I am fairly new to kafka so forgive me if this question is trivial. I have a very simple setup for purposes of timing tests as follows:
Machine A -> writes to topic 1 (Broker) -> Machine B reads from topic 1
Machine B -> writes message just read to topic 2 (Broker) -> Machine A reads from topic 2
Now I am sending messages of roughly 1400 bytes in an infinite loop filling up the space on my small broker very quickly. I'm experimenting with setting different values for log.retention.ms, log.retention.bytes, log.segment.bytes and log.segment.delete.delay.ms. First I set all of the values to the minimum allowed, but it seemed this degraded performance, then I set them to the maximum my broker could take before being completely full, but again the performance degrades when a deletion occurs. Is there a best practice for setting these values to get the absolute minimum delay?
Thanks for the help!
Apache Kafka uses Log data structure to manage its messages.
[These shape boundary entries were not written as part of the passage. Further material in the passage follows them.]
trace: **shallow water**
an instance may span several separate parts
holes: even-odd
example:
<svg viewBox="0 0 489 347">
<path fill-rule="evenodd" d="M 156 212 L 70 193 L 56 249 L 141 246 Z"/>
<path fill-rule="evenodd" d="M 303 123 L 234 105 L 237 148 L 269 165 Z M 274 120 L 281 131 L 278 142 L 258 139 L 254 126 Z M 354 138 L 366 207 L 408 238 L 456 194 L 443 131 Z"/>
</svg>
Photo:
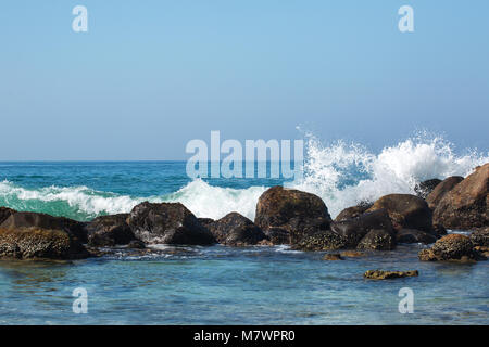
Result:
<svg viewBox="0 0 489 347">
<path fill-rule="evenodd" d="M 421 262 L 418 245 L 342 261 L 285 247 L 161 246 L 73 262 L 0 261 L 0 324 L 488 324 L 489 262 Z M 419 270 L 374 281 L 368 269 Z M 72 310 L 88 292 L 88 313 Z M 398 310 L 414 291 L 414 313 Z"/>
</svg>

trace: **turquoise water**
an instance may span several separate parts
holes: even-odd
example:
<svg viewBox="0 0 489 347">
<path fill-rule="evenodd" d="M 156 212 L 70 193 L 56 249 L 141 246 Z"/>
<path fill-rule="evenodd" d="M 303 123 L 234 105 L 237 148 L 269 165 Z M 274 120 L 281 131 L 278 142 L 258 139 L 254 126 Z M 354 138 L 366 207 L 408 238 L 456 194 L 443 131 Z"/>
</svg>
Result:
<svg viewBox="0 0 489 347">
<path fill-rule="evenodd" d="M 343 185 L 356 184 L 354 175 L 348 179 Z M 87 220 L 143 200 L 183 201 L 199 217 L 236 207 L 252 218 L 258 196 L 277 183 L 192 182 L 183 162 L 0 163 L 0 205 Z M 328 206 L 333 195 L 322 195 Z M 155 246 L 145 256 L 121 248 L 72 262 L 3 260 L 0 323 L 488 324 L 489 261 L 419 262 L 419 247 L 343 261 L 286 247 L 225 246 Z M 364 280 L 369 269 L 419 270 L 419 277 Z M 72 310 L 77 287 L 88 292 L 87 314 Z M 414 292 L 414 313 L 399 313 L 402 287 Z"/>
</svg>

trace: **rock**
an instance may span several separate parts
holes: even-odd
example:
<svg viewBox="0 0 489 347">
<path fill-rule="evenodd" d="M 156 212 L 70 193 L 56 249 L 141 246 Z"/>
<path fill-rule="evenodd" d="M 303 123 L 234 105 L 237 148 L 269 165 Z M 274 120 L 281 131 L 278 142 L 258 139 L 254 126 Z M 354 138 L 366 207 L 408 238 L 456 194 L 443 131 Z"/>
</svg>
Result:
<svg viewBox="0 0 489 347">
<path fill-rule="evenodd" d="M 135 239 L 126 222 L 128 217 L 128 214 L 101 216 L 86 223 L 88 244 L 98 247 L 127 245 Z"/>
<path fill-rule="evenodd" d="M 180 203 L 141 203 L 127 218 L 136 239 L 146 244 L 211 245 L 212 233 Z"/>
<path fill-rule="evenodd" d="M 0 229 L 0 258 L 83 259 L 88 256 L 79 240 L 65 230 Z"/>
<path fill-rule="evenodd" d="M 271 245 L 287 245 L 290 243 L 289 231 L 281 228 L 268 228 L 265 235 Z"/>
<path fill-rule="evenodd" d="M 2 229 L 36 228 L 43 230 L 64 230 L 77 237 L 82 243 L 86 243 L 87 232 L 83 222 L 64 218 L 53 217 L 37 213 L 13 213 L 1 224 Z"/>
<path fill-rule="evenodd" d="M 434 222 L 461 230 L 489 226 L 488 202 L 489 163 L 444 194 L 435 209 Z"/>
<path fill-rule="evenodd" d="M 218 243 L 228 246 L 255 245 L 266 239 L 259 227 L 238 213 L 227 214 L 208 228 Z"/>
<path fill-rule="evenodd" d="M 373 204 L 360 204 L 356 206 L 344 208 L 342 211 L 336 216 L 335 221 L 342 221 L 346 219 L 351 219 L 355 217 L 362 216 L 368 208 L 371 208 Z"/>
<path fill-rule="evenodd" d="M 142 241 L 133 240 L 127 244 L 127 248 L 143 249 L 146 248 L 146 245 Z"/>
<path fill-rule="evenodd" d="M 450 234 L 438 240 L 431 248 L 423 249 L 418 253 L 419 260 L 482 260 L 480 255 L 474 249 L 471 239 L 461 234 Z"/>
<path fill-rule="evenodd" d="M 386 209 L 397 230 L 417 229 L 432 232 L 432 213 L 419 196 L 390 194 L 377 200 L 367 211 Z"/>
<path fill-rule="evenodd" d="M 432 234 L 416 230 L 416 229 L 401 229 L 397 235 L 398 243 L 424 243 L 430 244 L 437 241 Z"/>
<path fill-rule="evenodd" d="M 215 222 L 215 220 L 212 219 L 212 218 L 197 218 L 197 220 L 199 221 L 199 223 L 200 223 L 202 227 L 205 227 L 205 228 L 208 228 L 210 224 L 212 224 L 213 222 Z"/>
<path fill-rule="evenodd" d="M 489 227 L 474 231 L 469 237 L 475 246 L 489 247 Z"/>
<path fill-rule="evenodd" d="M 412 271 L 381 271 L 381 270 L 368 270 L 363 277 L 365 279 L 372 280 L 389 280 L 389 279 L 401 279 L 401 278 L 411 278 L 417 277 L 419 272 L 417 270 Z"/>
<path fill-rule="evenodd" d="M 365 254 L 363 252 L 358 252 L 358 250 L 343 250 L 340 253 L 341 257 L 351 257 L 351 258 L 356 258 L 356 257 L 363 257 Z"/>
<path fill-rule="evenodd" d="M 414 191 L 416 192 L 417 196 L 426 198 L 426 196 L 428 196 L 429 193 L 431 193 L 432 190 L 440 183 L 441 183 L 441 180 L 439 180 L 437 178 L 426 180 L 421 183 L 417 183 L 414 187 Z"/>
<path fill-rule="evenodd" d="M 5 221 L 11 215 L 15 214 L 16 210 L 9 207 L 0 207 L 0 224 Z"/>
<path fill-rule="evenodd" d="M 330 221 L 328 209 L 321 197 L 279 185 L 260 196 L 254 219 L 254 223 L 265 233 L 271 228 L 287 231 L 289 244 L 327 230 Z"/>
<path fill-rule="evenodd" d="M 386 230 L 372 230 L 360 241 L 356 248 L 390 250 L 396 248 L 396 239 Z"/>
<path fill-rule="evenodd" d="M 372 230 L 385 230 L 394 236 L 396 231 L 385 209 L 331 223 L 331 231 L 341 236 L 341 240 L 344 241 L 344 248 L 355 248 L 359 242 Z"/>
<path fill-rule="evenodd" d="M 325 254 L 323 260 L 344 260 L 338 253 Z"/>
<path fill-rule="evenodd" d="M 292 245 L 292 249 L 313 252 L 347 248 L 346 237 L 331 230 L 323 230 L 314 235 L 305 236 L 299 243 Z"/>
<path fill-rule="evenodd" d="M 464 178 L 462 176 L 451 176 L 441 181 L 441 183 L 439 183 L 437 187 L 435 187 L 431 193 L 426 196 L 426 202 L 428 203 L 429 208 L 435 210 L 444 194 L 450 192 L 456 184 L 459 184 L 463 180 Z"/>
</svg>

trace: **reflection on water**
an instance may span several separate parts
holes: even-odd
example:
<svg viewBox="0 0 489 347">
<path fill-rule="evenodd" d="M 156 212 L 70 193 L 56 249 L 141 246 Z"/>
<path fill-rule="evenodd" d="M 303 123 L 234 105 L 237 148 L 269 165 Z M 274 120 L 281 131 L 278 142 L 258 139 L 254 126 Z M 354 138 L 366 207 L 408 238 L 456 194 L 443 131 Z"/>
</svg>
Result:
<svg viewBox="0 0 489 347">
<path fill-rule="evenodd" d="M 76 261 L 0 261 L 1 324 L 488 324 L 489 261 L 421 262 L 419 246 L 343 261 L 286 247 L 116 249 Z M 363 279 L 368 269 L 418 278 Z M 415 312 L 400 314 L 401 287 Z M 88 292 L 75 314 L 73 290 Z"/>
</svg>

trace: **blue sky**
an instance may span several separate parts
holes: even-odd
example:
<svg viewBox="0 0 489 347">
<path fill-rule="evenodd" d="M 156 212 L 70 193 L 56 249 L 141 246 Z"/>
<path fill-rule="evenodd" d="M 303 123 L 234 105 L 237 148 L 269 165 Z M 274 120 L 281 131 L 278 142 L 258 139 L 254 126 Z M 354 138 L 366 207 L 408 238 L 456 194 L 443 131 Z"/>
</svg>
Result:
<svg viewBox="0 0 489 347">
<path fill-rule="evenodd" d="M 88 33 L 72 9 L 88 9 Z M 398 30 L 414 8 L 415 31 Z M 185 159 L 191 139 L 488 150 L 489 2 L 7 0 L 0 159 Z"/>
</svg>

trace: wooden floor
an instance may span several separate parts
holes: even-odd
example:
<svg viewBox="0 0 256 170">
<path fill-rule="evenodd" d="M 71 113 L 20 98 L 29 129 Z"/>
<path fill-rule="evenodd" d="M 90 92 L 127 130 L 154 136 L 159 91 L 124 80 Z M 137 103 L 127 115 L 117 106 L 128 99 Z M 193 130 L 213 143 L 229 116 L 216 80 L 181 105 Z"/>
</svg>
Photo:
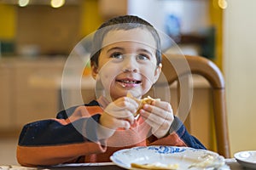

Log data structure is basically an ordered set of Segments whereas a Segment is a collection of messages. Apache Kafka provides retention at Segment level instead of at Message level. Hence, Kafka keeps on removing Segments from its end as these violate retention policies.
Apache Kafka provides us with the following retention policies -
Time Based Retention
Under this policy, we configure the maximum time a Segment (hence messages) can live for. Once a Segment has spanned configured retention time, it is marked for deletion or compaction depending on configured cleanup policy. Default retention time for Segments is 7 days.
Here are the parameters (in decreasing order of priority) that you can set in your Kafka broker properties file:
Configures retention time in milliseconds
log.retention.ms=1680000
Used if log.retention.ms is not set
log.retention.minutes=1680
Used if log.retention.minutes is not set
log.retention.hours=168
Size based Retention
In this policy, we configure the maximum size of a Log data structure for a Topic partition. Once Log size reaches this size, it starts removing Segments from its end. This policy is not popular as this does not provide good visibility about message expiry. However it can come handy in a scenario where we need to control the size of a Log due to limited disk space.
Here are the parameters that you can set in your Kafka broker properties file:
Configures maximum size of a Log
log.retention.bytes=104857600
So according to your use case you should configure log.retention.bytes so that your disk should not get full.